Colorectal tumors are the second-leading cause of cancer deaths in the U.S. About 145,000 new cases are diagnosed each year and approximately 54,000 people die from the disease. To catch the cancer early when it is more treatable, the CDC recommends annual fecal blood screenings, enemas every 5 years, or colonoscopies once a decade.

http://www.bloomberg.com/apps/news?pid=20601124&sid=aE8bNZU3XCYs&refer=home

It's a don't look don't find policy that's much easier with food than drugs. Drugs leave a paper trail that is overseen by doctors. Doctors report the negative effects and know what the patients are taking to a far greater extent than any food information system in place.

The newest revelation from the FDA tells us they are doing a terrible job with the drug approvals and if it weren't for the doctors watching millions would continue taking expensive and ineffective drugs.

31 March 2008 - NewScientist.com - Peter Aldhous

Spiralling health care costs are sure to be a big issue in the coming US presidential election. So here's a number for the candidates to debate: $1.5 billion.

That is the unnecessary sum spent on cholesterol-lowering pharmaceuticals in the US in 2006 alone, thanks to the marketing of a drug that doesn't actually seem to reduce the risk of cardiovascular disease.

http://www.newscientist.com/article/dn13557-us-wasted-billions-on-ineffective-cholesterol-drugs.html

The CDC will react to localized outbreaks like E-coli but who knows what the numbers of subtle ailments can be missed with ingredients? What do you miss by not looking at all?

This should not happen, period.

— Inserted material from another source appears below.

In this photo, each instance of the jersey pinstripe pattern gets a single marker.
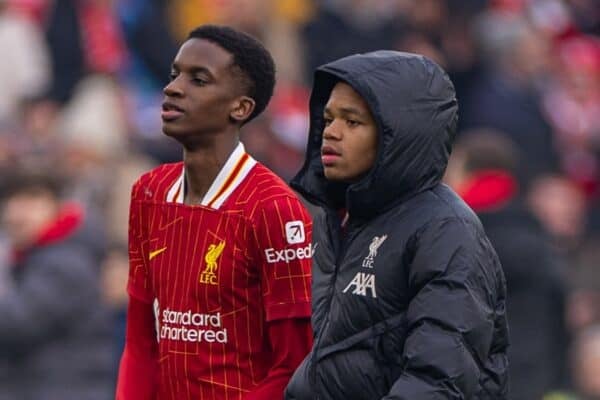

If the studies were not working to lower the bar and raise the margin of error, but instead an open process with a precautionary principle we would be fine. Tossed to the lap of oily fingered friendsters, not good for the public at all.

My policy is to take all the approvals with a grain of salt, it's one important piece of identifying a consumable but only one. One primary source that helps me for so many products and claims is Consumers Union who publish the reports to choose cars and stereos, well they do so very much more.

The new Greener Choices section has an eco-labels feature to identify the true value of food labels with respect to their claims from purity to preservasion and social movements. Knowledge is power so go take the power that belongs to you and make an informed choice about what happens to your body and your cash.